The case illustrates the opportunities, challenges and trade-offs involved in the design, prototyping and marketing of the Nano — the so-called people’s car — by Tata Motors Ltd. (TML), a Tata Group company. The case takes place nine months after the company’s chairman, Ratan Tata, launched the Nano, on January 10, 2008, at the 9th Auto Expo in Pragati Maidan, an exhibition center in New Delhi, India. The case asks students to take the position of Ravi Kant, the company’s managing director, in early September 2008, as he faces multiple dilemmas that could lead to the temporary closure of the Nano manufacturing facility in Singur, West Bengal: increasing competition, rising manufacturing costs, aggressive moves by local and global competitors, and stakeholder pressures.
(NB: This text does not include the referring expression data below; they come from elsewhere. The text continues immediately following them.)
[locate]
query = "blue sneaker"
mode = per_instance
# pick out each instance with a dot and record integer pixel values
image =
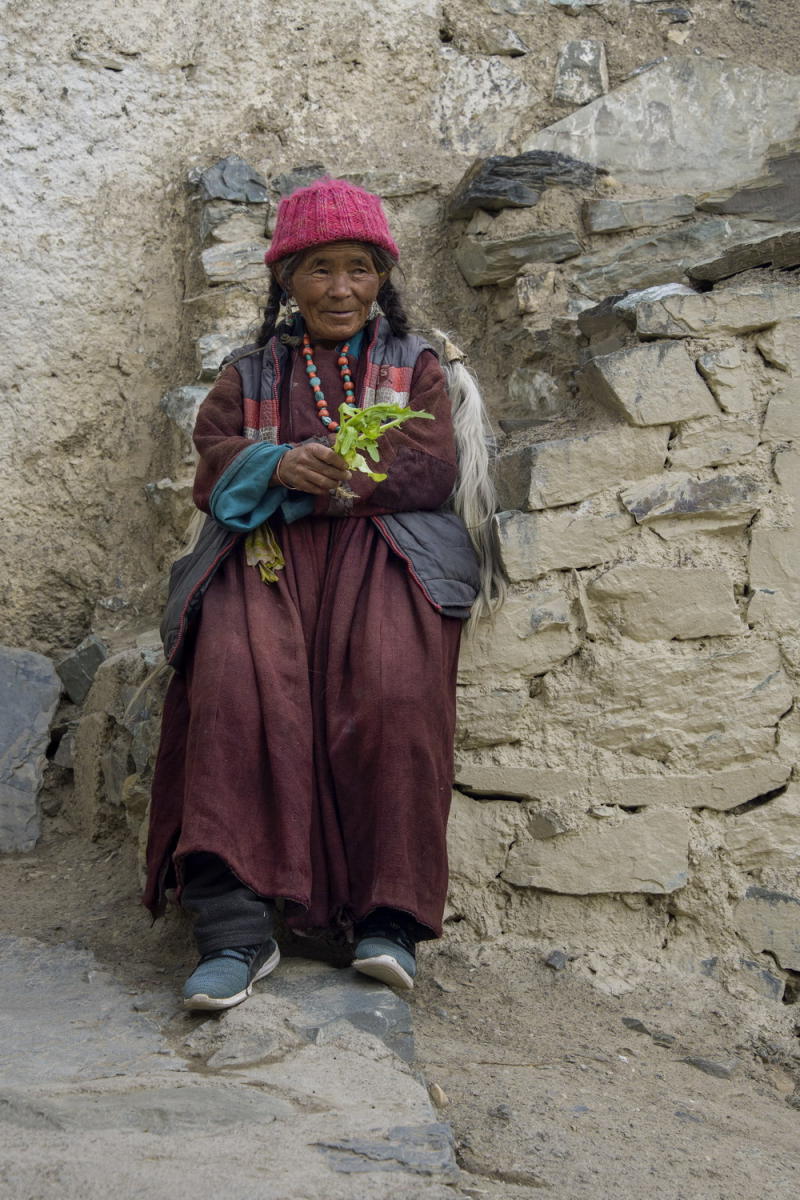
(223, 978)
(385, 951)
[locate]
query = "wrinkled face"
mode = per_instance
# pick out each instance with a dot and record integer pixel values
(335, 286)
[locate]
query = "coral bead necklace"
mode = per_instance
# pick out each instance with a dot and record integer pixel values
(317, 387)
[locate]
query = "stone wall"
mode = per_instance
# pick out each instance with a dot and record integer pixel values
(624, 279)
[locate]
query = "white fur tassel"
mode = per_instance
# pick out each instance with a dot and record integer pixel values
(474, 498)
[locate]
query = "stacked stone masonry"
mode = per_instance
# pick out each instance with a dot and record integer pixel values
(630, 300)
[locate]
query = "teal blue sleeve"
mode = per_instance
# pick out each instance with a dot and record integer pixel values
(242, 499)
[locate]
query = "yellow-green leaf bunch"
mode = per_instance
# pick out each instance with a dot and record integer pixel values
(361, 427)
CASE PREPARATION QUESTIONS
1. How sustainable is the Nano? How would you rate the Nano in terms of its economic, social and environmental consequences (i.e. net gains, net losses, trade-offs, etc.)? What are the key sources of these gains or losses? What are the differences in the short-term versus the long-term economic, social and environmental footprints?
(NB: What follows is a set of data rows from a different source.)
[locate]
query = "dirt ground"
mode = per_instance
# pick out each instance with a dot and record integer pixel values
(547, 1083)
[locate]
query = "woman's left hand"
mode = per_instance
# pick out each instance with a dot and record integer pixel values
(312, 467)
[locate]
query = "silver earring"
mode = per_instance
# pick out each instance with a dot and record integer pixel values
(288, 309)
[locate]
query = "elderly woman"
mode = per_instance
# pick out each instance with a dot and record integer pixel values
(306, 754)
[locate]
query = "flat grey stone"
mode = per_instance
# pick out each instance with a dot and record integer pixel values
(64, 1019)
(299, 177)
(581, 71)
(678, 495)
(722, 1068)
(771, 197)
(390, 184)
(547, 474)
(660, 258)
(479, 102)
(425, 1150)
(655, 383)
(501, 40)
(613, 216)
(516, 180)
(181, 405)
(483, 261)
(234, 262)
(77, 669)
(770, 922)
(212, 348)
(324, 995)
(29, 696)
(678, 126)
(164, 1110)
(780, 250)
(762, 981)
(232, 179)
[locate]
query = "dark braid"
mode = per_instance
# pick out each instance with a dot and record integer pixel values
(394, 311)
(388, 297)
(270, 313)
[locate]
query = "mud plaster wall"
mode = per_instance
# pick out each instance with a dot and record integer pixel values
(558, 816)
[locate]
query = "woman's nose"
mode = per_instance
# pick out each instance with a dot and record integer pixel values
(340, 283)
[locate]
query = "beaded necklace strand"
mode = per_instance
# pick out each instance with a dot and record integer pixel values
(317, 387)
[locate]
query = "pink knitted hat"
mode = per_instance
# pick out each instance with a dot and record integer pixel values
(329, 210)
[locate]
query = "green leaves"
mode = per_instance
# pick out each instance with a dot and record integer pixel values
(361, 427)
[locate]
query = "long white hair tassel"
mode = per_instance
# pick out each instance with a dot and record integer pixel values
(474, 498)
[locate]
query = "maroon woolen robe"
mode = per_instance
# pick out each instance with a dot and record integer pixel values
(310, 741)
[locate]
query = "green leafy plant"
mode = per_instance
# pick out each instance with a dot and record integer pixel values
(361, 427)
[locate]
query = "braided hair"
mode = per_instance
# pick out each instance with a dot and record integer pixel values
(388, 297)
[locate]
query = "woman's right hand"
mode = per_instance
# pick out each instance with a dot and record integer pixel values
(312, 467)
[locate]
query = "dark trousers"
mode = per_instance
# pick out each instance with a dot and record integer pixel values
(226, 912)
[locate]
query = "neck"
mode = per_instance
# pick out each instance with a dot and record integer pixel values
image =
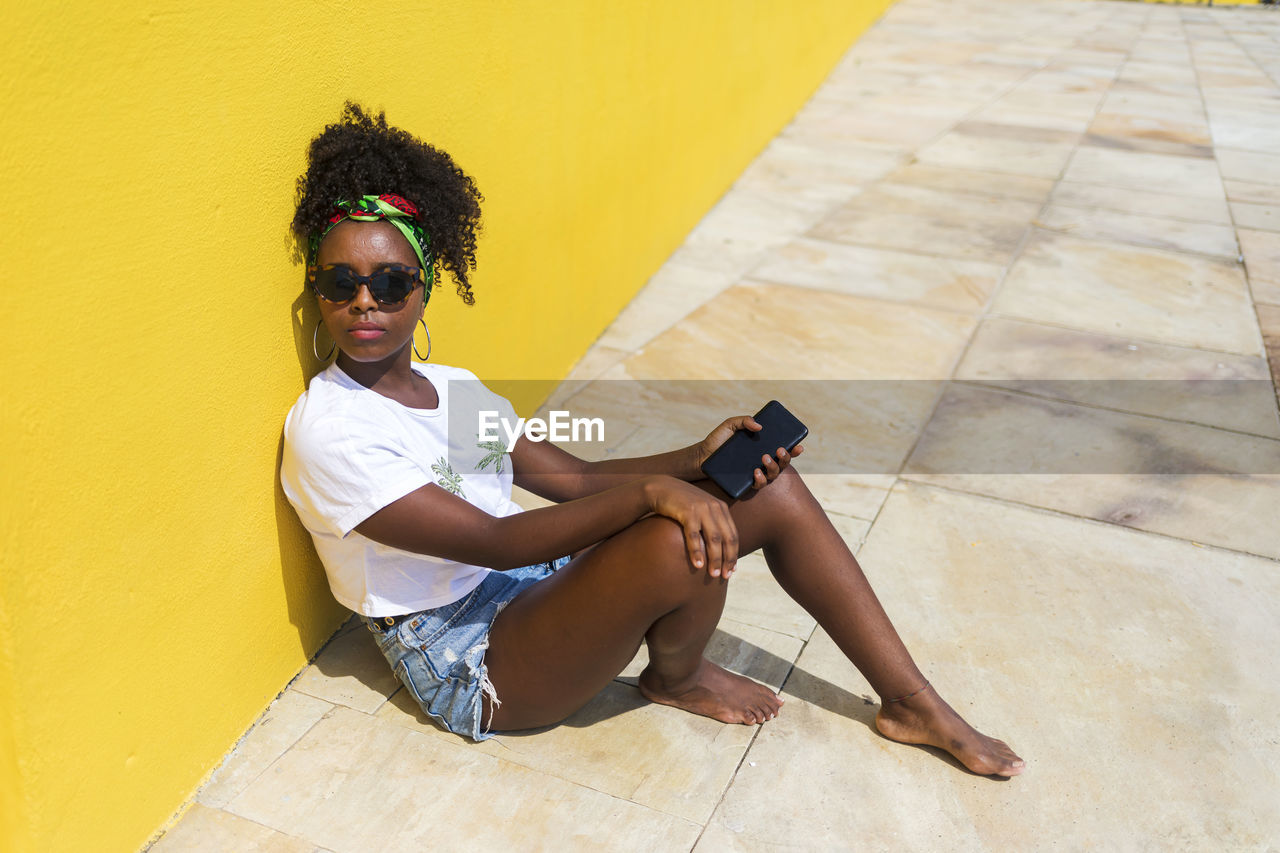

2. Is the Nano a disruptive innovation, or is it an innovation whose time has come? What are the short- and long-term implications of its launch? What key tensions surround the introduction of the Nano?
What competitive or political motivations maintain these tensions?
3. How does the introduction of the Nano influence sustainability at TML and within the Tata Group? What questions does the Nano raise or answer as TML aspires to a global position in the automotive sector? How does the introduction of the people’s car square with luxury corporate acquisitions (e.g. the UK-based Jaguar)?
4. What are the implications of stakeholder tensions in Singur? What steps should TML (or the Tatas) take? Should TML have done things differently in the past?